Let \(x\) be the number of successes observed in a sample of \(n=5\) items selected from a population of \(N=10 .\) Suppose that of the \(N=10\) items, \(M=6\) are considered "successes." Find the probabilities in Exercises \(11-13 .\) The probability of observing no successes.

Short answer

Answer: The probability of observing no successes in a sample of 5 items is 0.

Step-by-step solution

Identify the known values

In this problem, these are given: - x (number of successes in the sample) = 0 - n (number of items selected) = 5 - N (population size) = 10 - M (number of successes in the population) = 6

Apply the hypergeometric distribution formula

We will plug in the values from Step 1 into the formula: P(0) = \(\frac{\binom{6}{0}\binom{10-6}{5-0}}{\binom{10}{5}}\)
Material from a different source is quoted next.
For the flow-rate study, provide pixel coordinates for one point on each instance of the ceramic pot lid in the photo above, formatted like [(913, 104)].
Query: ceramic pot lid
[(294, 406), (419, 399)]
Compute the binomial coefficients

\(\binom{6}{0} = 1\) \(\binom{10-6}{5-0} = \binom{4}{5} = 0\) (since 5 > 4) \(\binom{10}{5} = 252\)

Substitute the binomial coefficients into the formula

P(0) = \(\frac{1 \cdot 0}{252}\)

Calculate the probability

P(0) = \(\frac{0}{252} = 0\) So the probability of observing no successes in a sample of 5 items is 0.

Key concepts

Understanding Probability

Probability is a measure of the likelihood that a particular event will occur. It's a fundamental concept in statistics and it's used in various forms of data analysis and real-world decision making. In the context of the hypergeometric distribution used in the exercise, the probability tells us how likely it is to observe a specific number of successes when we randomly select a sample from a population.

In the given exercise, we're interested in the likelihood of seeing no successes in our sample. We calculate this probability using the hypergeometric distribution formula. The result indicates the chance of a particular outcome happening, which, as we determined in this case, is zero. This means that it's impossible, given our scenario, to not have any successes in our sample based on the population and sample sizes.

Decoding Binomial Coefficients

Binomial coefficients, often represented by \( \binom{n}{k} \), are an integral part of combinatorics, which is the study of counting. They tell us the number of ways we can choose a subset of items from a larger set, regardless of the order of the items. This concept is crucial for calculating probabilities in problems involving combinations, like the hypergeometric distribution problem.

In the solution, we calculated several binomial coefficients to find out how many ways we could select a subset of 'successes' and 'failures' from the population. One of those coefficients, \( \binom{4}{5} \), turned out to be zero, which makes sense because it's impossible to pick 5 items from a set of only 4. Understanding how binomial coefficients work and how to calculate them is key for solving this type of probability problem.

The Role of Statistical Sampling in Probability

Statistical sampling is the process of selecting a subset (a sample) of individuals from within a statistical population to estimate characteristics of the whole population. There are different types of sampling methods, and the hypergeometric distribution arises specifically in scenarios without replacement, meaning once an item is selected, it cannot be chosen again.

The exercise provides a classic example of statistical sampling where we have a finite population and we want to understand the probability of a certain outcome when we cannot sample with replacement. It illustrates the importance of sampling in practical scenarios like quality control or wildlife population estimation. By using sampling, we are able to make informed guesses about larger populations based on smaller, more manageable subsets.